Cambodge Soir, Vendredi 22, Samedi 23, Dimanche
24 Juin 2001
En 128 tableaux,
Svay Ken peint une vie, la sienne
Texte : Pierre Gillette
Lorsqu'en février 2000 sa femme décède,
le peintre Svay Ken éprouve le désir de lui rendre un
hommage, de coucher sur le papier l'histoire de sa vie. "Pourquoi
ne pas la raconter aussi par des tableaux?", lui suggèrent
alors les responsable de Reyum, qui travaillèrent avec lui fin
1998 à la préparation d'une exposition de ses œuvres
à Fukuoka au Japon. Ainsi débute une aventure artistique
qui aboutit aujourd'hui à une exposition de 128 toiles et à
l'édition d'un catalogue dans lequel texte et peintures, dans
un récit parallèle, égrennent les menus faits d'une
existence humaine traversant un monde où un jour, c'est la joie,
un jour, c'est la peine, un jour, c'est la paix, un jour, c'est la guerre...

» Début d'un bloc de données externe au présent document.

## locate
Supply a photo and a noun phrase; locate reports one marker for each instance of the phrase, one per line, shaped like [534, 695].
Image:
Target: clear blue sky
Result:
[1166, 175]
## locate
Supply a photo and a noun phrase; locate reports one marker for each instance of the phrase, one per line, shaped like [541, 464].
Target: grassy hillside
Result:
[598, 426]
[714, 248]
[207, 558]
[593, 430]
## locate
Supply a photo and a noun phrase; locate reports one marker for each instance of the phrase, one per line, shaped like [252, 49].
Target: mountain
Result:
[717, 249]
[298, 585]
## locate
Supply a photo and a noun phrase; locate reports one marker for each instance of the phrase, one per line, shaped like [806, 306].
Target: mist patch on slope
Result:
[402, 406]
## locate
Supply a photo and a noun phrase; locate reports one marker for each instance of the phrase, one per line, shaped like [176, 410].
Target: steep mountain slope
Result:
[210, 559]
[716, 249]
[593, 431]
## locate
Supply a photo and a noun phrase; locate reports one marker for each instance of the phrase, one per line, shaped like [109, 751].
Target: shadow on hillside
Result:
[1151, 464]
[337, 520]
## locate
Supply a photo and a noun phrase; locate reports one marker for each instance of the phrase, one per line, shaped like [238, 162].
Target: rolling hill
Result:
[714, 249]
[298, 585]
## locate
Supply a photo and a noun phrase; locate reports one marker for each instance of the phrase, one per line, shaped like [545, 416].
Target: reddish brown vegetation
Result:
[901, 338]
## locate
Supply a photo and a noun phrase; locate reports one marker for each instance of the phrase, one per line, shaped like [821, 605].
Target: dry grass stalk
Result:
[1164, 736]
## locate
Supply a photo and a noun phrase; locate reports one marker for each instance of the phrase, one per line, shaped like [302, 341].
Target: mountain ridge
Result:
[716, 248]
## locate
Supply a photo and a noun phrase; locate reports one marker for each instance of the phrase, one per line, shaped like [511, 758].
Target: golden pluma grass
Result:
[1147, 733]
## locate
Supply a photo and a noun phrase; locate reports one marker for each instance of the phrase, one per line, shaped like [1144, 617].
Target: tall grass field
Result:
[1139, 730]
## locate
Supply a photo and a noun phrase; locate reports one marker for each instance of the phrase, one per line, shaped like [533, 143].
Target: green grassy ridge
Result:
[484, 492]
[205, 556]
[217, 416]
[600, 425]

Chacune des toiles s'apparente à un instantané
dans lequel le souci de composition, de représentation formelle,
est bousculé par l'expressivité naïve d'un homme
qui vous dit de son travail : "je vois les choses alors je les
peins et j'ai plaisir à le faire". Tout simplement.
Svay Ken n'a pas appris à peindre. Né
en 1933 dans la province de Takéo, c'est dans les années
quatre-vingt qu'il saisit pour la première fois un pinceau. Il
travaillait alors à l'hôtel Samaki - redevenu aujourd'hui
le Royal - et vendait ses œuvres aux touristes de passage. Depuis,
il n'a plus cessé de peindre, ouvrant sa propre galerie en 1996,
près du Wat Phnom.
"Svay Ken développe à l'intérieur
de ce langage pictural naïf, expressif, une poétique extraordinaire",
s'enflamme Ly Daravuth, co-directeur de l'Institut des arts et de la
culture Reyum. Cette exposition exceptionnelle - au sens où elle
combine une réflexion sur l'art et la mémoire - se referme
sur un tableau où Svay Ken se recueille devant le portrait de
sa femme décédée, affiche une certitude : il n'y
pas de création sans émotion.
Vernissage ce vendredi soir à Reyum, rue 178.